Note that `--sandbox-warm-pool-max-batch-size` and `--metrics-bind-address`/`--health-probe-bind-address` are not first-class keys in the chart; pass them through `controller.extraArgs`.

Sources: [helm/templates/_controller-args.tpl:1-50](), [helm/values.yaml:29-48]()

## Worked Example: High-Throughput Extensions Deployment

The pattern documented in `docs/configuration.md` for a high-throughput cluster combines extension enablement, raised per-controller worker counts, a larger warm-pool batch, and explicit kube-client QPS/burst sized to the worker total:

```yaml
args:
  - --leader-elect=true
  - --extensions
  - --sandbox-concurrent-workers=10
  - --sandbox-claim-concurrent-workers=10
  - --sandbox-warm-pool-concurrent-workers=10
  - --sandbox-warm-pool-max-batch-size=500
  - --kube-api-qps=50
  - --kube-api-burst=100
```

With these values, the validation in `main()` is satisfied: all worker counts are positive, the four-controller total of `30` (plus the default `sandboxTemplateConcurrentWorkers=1`, i.e. `31`) is well under `1000`, and it fits within `kubeAPIBurst=100`, so no throttling warning fires.
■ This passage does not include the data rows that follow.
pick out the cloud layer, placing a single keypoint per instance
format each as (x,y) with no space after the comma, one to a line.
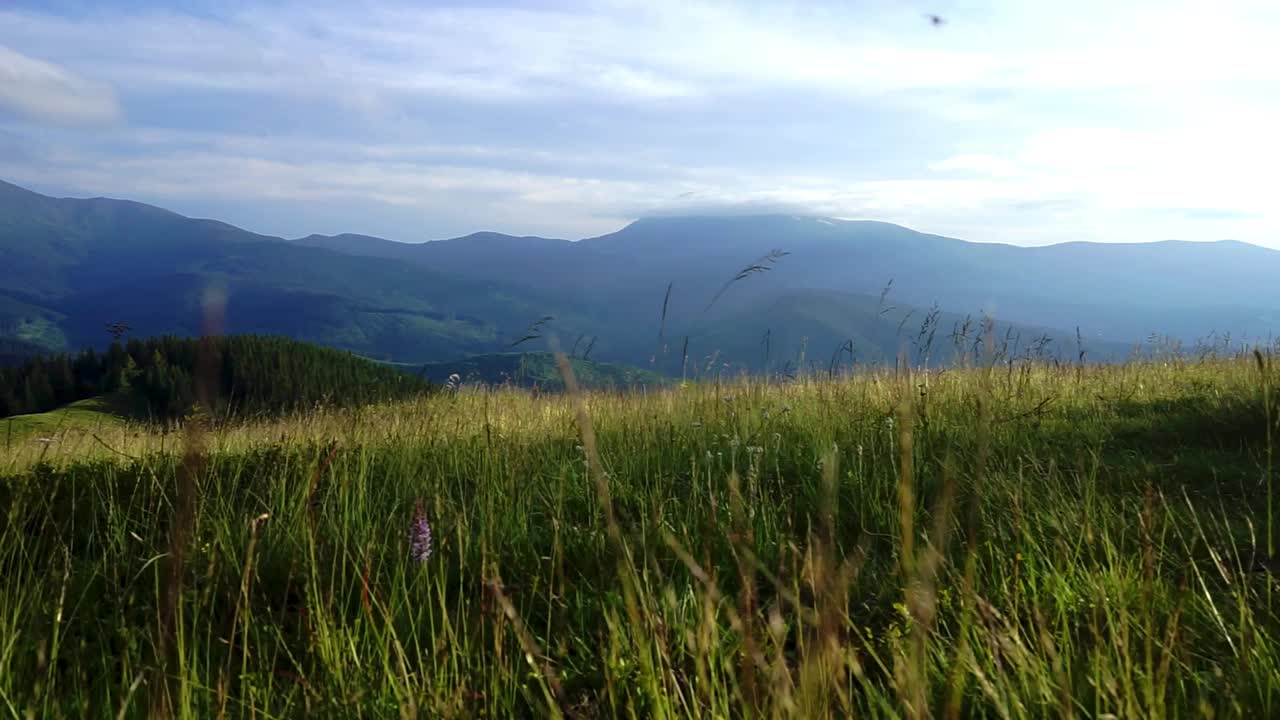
(1013,122)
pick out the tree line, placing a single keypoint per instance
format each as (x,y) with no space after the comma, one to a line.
(156,378)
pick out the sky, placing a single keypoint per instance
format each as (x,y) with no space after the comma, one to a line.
(1025,122)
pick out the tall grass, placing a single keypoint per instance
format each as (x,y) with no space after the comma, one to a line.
(1018,542)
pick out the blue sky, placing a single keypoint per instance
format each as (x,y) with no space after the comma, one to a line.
(1027,122)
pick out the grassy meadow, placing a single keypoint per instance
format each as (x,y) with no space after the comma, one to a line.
(1010,541)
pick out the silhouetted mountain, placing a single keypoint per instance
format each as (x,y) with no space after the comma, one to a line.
(72,265)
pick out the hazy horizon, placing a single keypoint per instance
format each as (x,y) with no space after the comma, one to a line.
(1002,123)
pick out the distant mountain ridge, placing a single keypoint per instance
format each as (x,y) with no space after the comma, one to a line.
(654,294)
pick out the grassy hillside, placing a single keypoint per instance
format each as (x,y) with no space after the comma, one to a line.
(1016,541)
(240,377)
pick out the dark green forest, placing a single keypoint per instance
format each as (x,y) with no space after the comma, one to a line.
(246,376)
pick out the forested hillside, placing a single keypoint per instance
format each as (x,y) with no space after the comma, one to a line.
(247,376)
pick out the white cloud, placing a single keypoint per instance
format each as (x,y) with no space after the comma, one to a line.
(49,92)
(1024,122)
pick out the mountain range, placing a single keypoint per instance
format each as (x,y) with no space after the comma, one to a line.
(671,294)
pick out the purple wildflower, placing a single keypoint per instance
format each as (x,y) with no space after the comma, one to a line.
(420,534)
Sources: [docs/configuration.md:37-52](), [cmd/agent-sandbox-controller/main.go:119-145]()

## Summary

The controller's tunable surface is intentionally small and entirely flag-driven: a Manager is constructed from `--leader-elect*`, `--metrics-bind-address`, and `--health-probe-bind-address`; its REST client is shaped by `--kube-api-qps`/`--kube-api-burst`; each reconciler's `MaxConcurrentReconciles` comes from one `--*-concurrent-workers` flag; the warm-pool fan-out is bounded by `--sandbox-warm-pool-max-batch-size`; and the diagnostic surface (`--enable-tracing`, `--enable-pprof`, `--enable-pprof-debug`, and the two pprof sampling-rate knobs) is wired into OpenTelemetry and the Go runtime respectively. The Helm chart's `controller.*` keys are a thin, omit-if-empty pass-through to these same flags, with `controller.extraArgs` as the escape hatch for anything the template does not enumerate.